Por eso, Urribarri fue condenado a ocho años de prisión por negociaciones incompatibles con la función pública y peculado por las maniobras de los contratos truchos que incluyeron entre otras cuestiones una promoción para una Cumbre del Mercosur y hasta un parador promocional en plena temporada veraniega en Mar del Plata.

Báez y Aguilera, en tanto, fueron sentenciados a seis años y seis meses de prisión efectiva, uno por negociaciones incompatibles con la función pública y peculado dado que había sido ministro y el otro como autor material de los delitos compartidos.

Cómo es la unidad 9, donde cumplirán la sentencia los acusados por la Megacausa

La llegada de Urribarri a la Unidad Penal 9 de Gualeguaychú, conocida también como Granja Penal El Potrero, se produjo tan solo dos días después de una fuerte protesta de los 130 internos del Módulo C que realizaron hasta un ayuno colectivo en reclamo de mejoras en las condiciones de alojamiento.

La cárcel se encuentra sobre la ruta 136, a la altura del kilómetro 26 y medio, y cuenta con un nuevo Centro Operativo de Monitoreo (COdM) para fortalecer la seguridad integral y que permite vigilar en tiempo real áreas críticas mediante domos de alta definición, cámaras distribuidas en puntos estratégicos y un dron de observación táctica, garantizando trazabilidad y cobertura continua durante las 24 horas.

Ese centro de monitoreo fue instalado hace un año para prevenir incidentes, la gestión en tiempo real de situaciones críticas, la generación de evidencia objetiva para resguardar derechos, la supervisión sanitaria y la vigilancia perimetral.

Pero el penal también se destaca porque en los últimos años contaba con un taller de confección de pelotas de fútbol que funciona en la biblioteca, en el marco de una iniciativa que surgió a partir del conocimiento de un interno y se extendió a otras cárceles.

Pero lo más distintivo del penal, es que para lograr la reinserción laboral de los reclusos en su área de granja cuenta con una sala de faena de ovinos y sostiene varios talleres productivos.

Este penal es el segundo centro penitenciario más antiguo del país y cuenta con alrededor de 500 reclusos, separados en las áreas de diez pabellones para varones y uno para mujeres.

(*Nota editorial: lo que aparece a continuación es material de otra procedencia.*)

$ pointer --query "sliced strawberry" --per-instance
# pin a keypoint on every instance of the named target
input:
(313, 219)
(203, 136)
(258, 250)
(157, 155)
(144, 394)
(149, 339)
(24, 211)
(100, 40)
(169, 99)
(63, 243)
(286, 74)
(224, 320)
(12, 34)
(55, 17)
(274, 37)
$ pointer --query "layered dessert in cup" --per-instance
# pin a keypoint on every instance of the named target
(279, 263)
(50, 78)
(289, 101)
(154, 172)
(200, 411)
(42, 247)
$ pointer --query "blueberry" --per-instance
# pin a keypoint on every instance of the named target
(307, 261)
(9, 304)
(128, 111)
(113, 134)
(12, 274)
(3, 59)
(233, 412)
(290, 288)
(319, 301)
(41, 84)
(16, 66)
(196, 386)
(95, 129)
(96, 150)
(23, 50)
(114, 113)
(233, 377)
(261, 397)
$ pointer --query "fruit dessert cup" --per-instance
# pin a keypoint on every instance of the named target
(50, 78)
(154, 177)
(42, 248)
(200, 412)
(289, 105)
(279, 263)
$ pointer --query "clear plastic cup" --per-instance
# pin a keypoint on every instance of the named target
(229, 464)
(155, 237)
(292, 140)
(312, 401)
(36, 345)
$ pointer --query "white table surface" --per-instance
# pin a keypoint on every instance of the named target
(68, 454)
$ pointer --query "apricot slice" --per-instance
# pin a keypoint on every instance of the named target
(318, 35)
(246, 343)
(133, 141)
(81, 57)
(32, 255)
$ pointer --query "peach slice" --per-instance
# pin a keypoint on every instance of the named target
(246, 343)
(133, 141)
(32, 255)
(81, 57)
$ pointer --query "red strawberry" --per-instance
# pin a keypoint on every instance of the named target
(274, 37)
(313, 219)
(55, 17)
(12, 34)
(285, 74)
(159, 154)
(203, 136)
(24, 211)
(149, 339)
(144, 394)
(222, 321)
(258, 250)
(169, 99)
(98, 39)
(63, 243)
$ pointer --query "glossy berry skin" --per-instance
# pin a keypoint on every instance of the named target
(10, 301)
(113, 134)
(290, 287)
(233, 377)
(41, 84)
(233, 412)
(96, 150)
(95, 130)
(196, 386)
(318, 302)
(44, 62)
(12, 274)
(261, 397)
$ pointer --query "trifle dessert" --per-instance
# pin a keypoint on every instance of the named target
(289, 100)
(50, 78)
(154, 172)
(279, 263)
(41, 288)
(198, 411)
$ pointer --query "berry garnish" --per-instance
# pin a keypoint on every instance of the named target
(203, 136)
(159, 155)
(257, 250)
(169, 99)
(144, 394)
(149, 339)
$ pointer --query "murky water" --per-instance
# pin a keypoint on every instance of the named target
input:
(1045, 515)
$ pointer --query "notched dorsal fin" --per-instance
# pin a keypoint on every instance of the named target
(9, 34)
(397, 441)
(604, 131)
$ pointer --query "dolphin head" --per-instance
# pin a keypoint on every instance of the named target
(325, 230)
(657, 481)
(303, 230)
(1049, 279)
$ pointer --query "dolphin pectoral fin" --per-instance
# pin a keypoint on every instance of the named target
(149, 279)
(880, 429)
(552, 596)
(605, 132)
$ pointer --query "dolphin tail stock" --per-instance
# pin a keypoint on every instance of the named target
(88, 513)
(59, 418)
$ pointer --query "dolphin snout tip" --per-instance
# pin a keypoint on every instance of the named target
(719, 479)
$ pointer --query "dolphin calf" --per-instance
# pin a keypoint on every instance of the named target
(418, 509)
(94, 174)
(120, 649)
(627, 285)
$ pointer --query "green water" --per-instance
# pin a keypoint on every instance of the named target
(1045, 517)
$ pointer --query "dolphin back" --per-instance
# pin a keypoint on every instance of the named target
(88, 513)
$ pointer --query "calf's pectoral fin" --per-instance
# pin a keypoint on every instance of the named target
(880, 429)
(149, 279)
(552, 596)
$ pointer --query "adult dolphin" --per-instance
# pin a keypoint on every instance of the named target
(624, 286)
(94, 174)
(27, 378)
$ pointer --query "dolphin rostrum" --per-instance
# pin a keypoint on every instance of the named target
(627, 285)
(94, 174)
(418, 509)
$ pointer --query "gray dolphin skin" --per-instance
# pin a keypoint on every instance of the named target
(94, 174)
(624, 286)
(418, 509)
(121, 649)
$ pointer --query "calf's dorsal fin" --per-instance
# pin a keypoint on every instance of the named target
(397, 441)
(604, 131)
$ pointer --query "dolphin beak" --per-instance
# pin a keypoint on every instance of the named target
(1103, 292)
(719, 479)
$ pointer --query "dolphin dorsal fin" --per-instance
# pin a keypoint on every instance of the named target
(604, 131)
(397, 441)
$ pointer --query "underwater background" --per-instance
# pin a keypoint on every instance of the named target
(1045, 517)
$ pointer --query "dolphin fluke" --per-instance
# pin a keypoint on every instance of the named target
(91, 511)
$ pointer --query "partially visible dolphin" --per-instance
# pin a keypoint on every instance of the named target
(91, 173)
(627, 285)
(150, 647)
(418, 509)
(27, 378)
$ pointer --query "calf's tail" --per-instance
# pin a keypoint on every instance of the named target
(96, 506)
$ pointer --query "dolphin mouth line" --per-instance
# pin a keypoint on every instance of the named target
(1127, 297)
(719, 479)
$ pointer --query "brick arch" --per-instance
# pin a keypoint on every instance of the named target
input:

En el penal los internos viven en diferentes sectores según los tipos de causa que enfrentan en sus condenas y el eje de esta unidad se basa en el modelo de reinserción social, a través del trabajo, según las autoridades penitenciarias locales.

Y en la granja penal, donde se crían animales como cerdos, ovejas y gallinas se busca dar la posibilidad a los internos a realizar faena, producir alimentos y trabajar en la panadería, que provee de comisa a todo el penal. También cuentan con otras alternativas de labores como albañilería, carpintería, tapicería y costura.